Bruce Cole
Where and when
Bruce Cole is the eighth chairman of the National Endowment for the Humanities. He came to the Endowment in December 2001 from Indiana University in Bloomington, where he was a professor of art history and of comparative literature.
Cole has written fourteen books, many of them about the Renaissance. They include The Renaissance Artist at Work; Sienese Painting in the Age of the Renaissance; Italian Art, 1250-1550: The Relation of Art to Life and Society; Titian and Venetian Art, 1450-1590; and Art of the Western World: From Ancient Greece to Post-Modernism. His most recent book is The Informed Eye: Understanding Masterpieces of Western Art.

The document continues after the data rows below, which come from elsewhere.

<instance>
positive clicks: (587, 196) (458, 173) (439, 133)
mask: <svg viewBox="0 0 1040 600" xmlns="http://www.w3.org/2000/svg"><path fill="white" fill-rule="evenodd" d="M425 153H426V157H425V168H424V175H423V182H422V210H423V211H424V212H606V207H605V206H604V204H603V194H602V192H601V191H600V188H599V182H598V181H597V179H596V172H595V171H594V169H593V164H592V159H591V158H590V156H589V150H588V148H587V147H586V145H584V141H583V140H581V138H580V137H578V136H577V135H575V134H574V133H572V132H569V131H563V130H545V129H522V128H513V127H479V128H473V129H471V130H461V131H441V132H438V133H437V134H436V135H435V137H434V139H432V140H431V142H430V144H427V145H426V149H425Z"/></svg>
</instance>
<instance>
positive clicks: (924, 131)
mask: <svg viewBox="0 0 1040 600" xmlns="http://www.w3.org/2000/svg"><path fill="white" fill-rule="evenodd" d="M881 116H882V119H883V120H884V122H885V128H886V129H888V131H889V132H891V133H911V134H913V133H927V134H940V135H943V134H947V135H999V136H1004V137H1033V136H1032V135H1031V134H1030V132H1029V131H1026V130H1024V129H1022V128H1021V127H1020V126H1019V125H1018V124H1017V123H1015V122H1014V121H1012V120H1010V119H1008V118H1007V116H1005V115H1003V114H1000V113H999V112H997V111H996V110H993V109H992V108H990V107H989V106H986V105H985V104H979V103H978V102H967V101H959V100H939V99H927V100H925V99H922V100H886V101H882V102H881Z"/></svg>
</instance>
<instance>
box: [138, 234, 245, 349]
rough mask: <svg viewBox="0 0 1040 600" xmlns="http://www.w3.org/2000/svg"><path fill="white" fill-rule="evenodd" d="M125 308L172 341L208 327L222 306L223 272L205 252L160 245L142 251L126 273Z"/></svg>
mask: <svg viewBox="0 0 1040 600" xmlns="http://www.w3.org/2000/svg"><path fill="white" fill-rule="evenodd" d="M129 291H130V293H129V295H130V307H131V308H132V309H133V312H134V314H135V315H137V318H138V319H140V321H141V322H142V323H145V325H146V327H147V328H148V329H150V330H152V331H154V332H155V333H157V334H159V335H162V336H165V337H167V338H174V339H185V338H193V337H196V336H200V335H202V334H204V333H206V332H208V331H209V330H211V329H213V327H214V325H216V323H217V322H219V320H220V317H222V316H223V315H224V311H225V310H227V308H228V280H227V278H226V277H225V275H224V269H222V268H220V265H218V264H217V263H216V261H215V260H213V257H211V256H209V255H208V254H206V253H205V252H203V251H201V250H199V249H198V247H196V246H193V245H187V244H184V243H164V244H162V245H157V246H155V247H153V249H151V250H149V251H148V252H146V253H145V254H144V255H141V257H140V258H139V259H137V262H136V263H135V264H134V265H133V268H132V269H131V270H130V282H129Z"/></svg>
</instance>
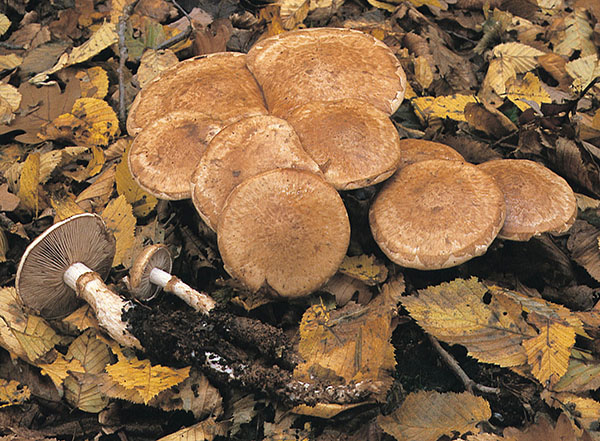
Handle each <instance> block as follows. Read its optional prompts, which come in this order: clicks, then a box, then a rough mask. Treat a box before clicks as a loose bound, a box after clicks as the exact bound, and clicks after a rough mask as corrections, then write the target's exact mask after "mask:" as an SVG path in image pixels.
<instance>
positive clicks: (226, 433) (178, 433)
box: [158, 418, 228, 441]
mask: <svg viewBox="0 0 600 441" xmlns="http://www.w3.org/2000/svg"><path fill="white" fill-rule="evenodd" d="M227 428H228V424H227V422H225V421H219V422H218V421H215V419H214V418H208V419H206V420H204V421H200V422H199V423H196V424H194V425H193V426H190V427H185V428H183V429H181V430H178V431H177V432H175V433H172V434H170V435H167V436H164V437H162V438H160V439H159V440H158V441H212V440H213V439H215V437H216V436H223V437H225V436H227Z"/></svg>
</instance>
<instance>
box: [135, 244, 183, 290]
mask: <svg viewBox="0 0 600 441" xmlns="http://www.w3.org/2000/svg"><path fill="white" fill-rule="evenodd" d="M172 265H173V260H172V259H171V253H169V250H168V248H167V247H166V246H165V245H163V244H154V245H148V246H147V247H145V248H144V249H143V250H142V252H141V253H140V254H139V255H138V256H137V257H136V258H135V261H134V263H133V266H132V267H131V270H130V271H129V290H130V291H131V294H132V295H133V296H134V297H135V298H136V299H138V300H150V299H151V298H153V297H154V296H155V295H156V293H157V292H158V291H159V289H160V286H158V285H155V284H154V283H152V282H151V281H150V273H151V272H152V270H153V269H154V268H158V269H160V270H163V271H165V272H167V273H170V272H171V267H172Z"/></svg>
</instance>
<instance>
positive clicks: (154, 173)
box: [128, 112, 220, 200]
mask: <svg viewBox="0 0 600 441" xmlns="http://www.w3.org/2000/svg"><path fill="white" fill-rule="evenodd" d="M219 130H220V126H218V125H215V124H214V122H212V121H211V120H208V121H207V120H206V119H205V117H204V116H203V115H202V114H198V113H189V112H173V113H170V114H168V115H166V116H164V117H162V118H159V119H158V120H156V121H154V122H153V123H151V124H149V125H148V126H146V127H145V128H144V129H143V130H142V131H141V132H140V133H139V134H138V135H137V137H136V138H135V140H134V141H133V143H132V144H131V147H130V149H129V155H128V161H129V170H130V171H131V175H132V176H133V178H134V179H135V181H136V182H137V183H138V185H139V186H140V187H141V188H143V189H144V190H146V191H147V192H148V193H151V194H153V195H154V196H156V197H157V198H160V199H168V200H178V199H189V198H190V197H191V192H190V180H191V178H192V174H193V173H194V169H195V168H196V165H197V164H198V162H199V161H200V158H201V156H202V154H203V153H204V151H205V150H206V146H207V144H208V141H209V140H210V139H211V138H212V137H213V136H214V135H215V134H216V133H217V132H218V131H219Z"/></svg>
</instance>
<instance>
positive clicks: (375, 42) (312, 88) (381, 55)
mask: <svg viewBox="0 0 600 441" xmlns="http://www.w3.org/2000/svg"><path fill="white" fill-rule="evenodd" d="M247 61H248V67H249V69H250V70H251V71H252V73H253V74H254V76H255V77H256V79H257V80H258V82H259V84H260V85H261V88H262V90H263V93H264V95H265V100H266V102H267V106H268V108H269V110H270V111H271V113H273V114H274V115H277V116H280V117H285V116H286V115H287V114H288V113H289V112H290V111H291V110H293V109H294V108H295V107H298V106H301V105H303V104H306V103H309V102H312V101H331V100H340V99H344V98H354V99H359V100H364V101H367V102H368V103H370V104H372V105H373V106H375V107H377V108H378V109H380V110H381V111H382V112H385V113H386V114H388V115H391V114H392V113H394V112H395V111H396V109H397V108H398V107H399V106H400V103H401V102H402V100H403V99H404V92H405V90H406V75H405V74H404V70H403V69H402V67H401V66H400V62H399V61H398V59H397V58H396V56H395V55H394V53H393V52H392V51H391V49H390V48H389V47H387V46H386V45H385V44H384V43H383V42H381V41H380V40H377V39H376V38H375V37H373V36H372V35H369V34H365V33H363V32H360V31H357V30H353V29H340V28H312V29H302V30H297V31H291V32H285V33H283V34H278V35H276V36H274V37H270V38H266V39H264V40H262V41H259V42H258V43H256V44H255V45H254V46H253V47H252V48H251V49H250V51H249V52H248V58H247Z"/></svg>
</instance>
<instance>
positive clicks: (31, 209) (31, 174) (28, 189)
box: [19, 153, 40, 216]
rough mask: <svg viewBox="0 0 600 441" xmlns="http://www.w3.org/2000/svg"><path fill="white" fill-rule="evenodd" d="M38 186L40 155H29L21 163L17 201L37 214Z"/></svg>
mask: <svg viewBox="0 0 600 441" xmlns="http://www.w3.org/2000/svg"><path fill="white" fill-rule="evenodd" d="M39 184H40V154H39V153H30V154H29V155H27V159H26V160H25V162H24V163H23V168H22V169H21V177H20V179H19V199H21V203H22V204H23V206H24V207H25V208H27V209H29V210H31V211H33V212H34V213H35V215H36V216H37V213H38V204H39V201H38V186H39Z"/></svg>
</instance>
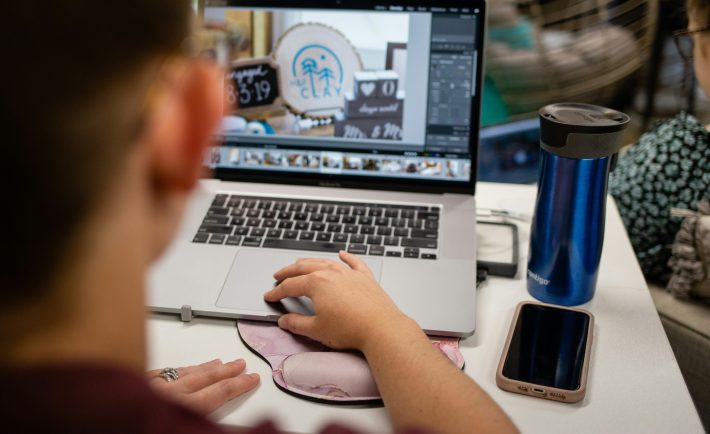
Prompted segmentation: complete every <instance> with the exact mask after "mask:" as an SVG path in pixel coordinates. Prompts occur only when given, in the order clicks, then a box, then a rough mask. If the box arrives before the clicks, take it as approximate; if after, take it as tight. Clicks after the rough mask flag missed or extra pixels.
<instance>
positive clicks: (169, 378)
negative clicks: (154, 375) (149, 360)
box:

Cole was born in Ohio and attended Case Western Reserve University. He earned his master’s degree from Oberlin College and his doctorate in 1969 from Bryn Mawr College. For two years he was the William E. Suida Fellow at the Kunsthistorisches Institut in Florence. He has held fellowships and grants from the Guggenheim Foundation, American Council of Learned Societies, Kress Foundation, American Philosophical Society, Center for Medieval and Renaissance Studies at the University of California, Los Angeles, and National Endowment for the Humanities.
His relationship with the Endowment dates from 1971 when he was awarded a fellowship to do research on “The Origins and Development of Early Florentine Painting.” He has served as a panelist in NEH’s peer review system, and in 1992 he was named by President George H.W. Bush to the National Council on the Humanities, the Endowment’s 26-member advisory board. He served for seven years.
At Indiana, Cole was distinguished professor of fine arts, professor of comparative literature and chairman of the department of the history of art at the Hope School of Fine Arts. He is a corresponding member of the Accademia Senese degli Intronati, the oldest learned society in Europe, and a founder and former co-president of the Association for Art History.
He and his wife Doreen live in the District of Columbia and have two grown children.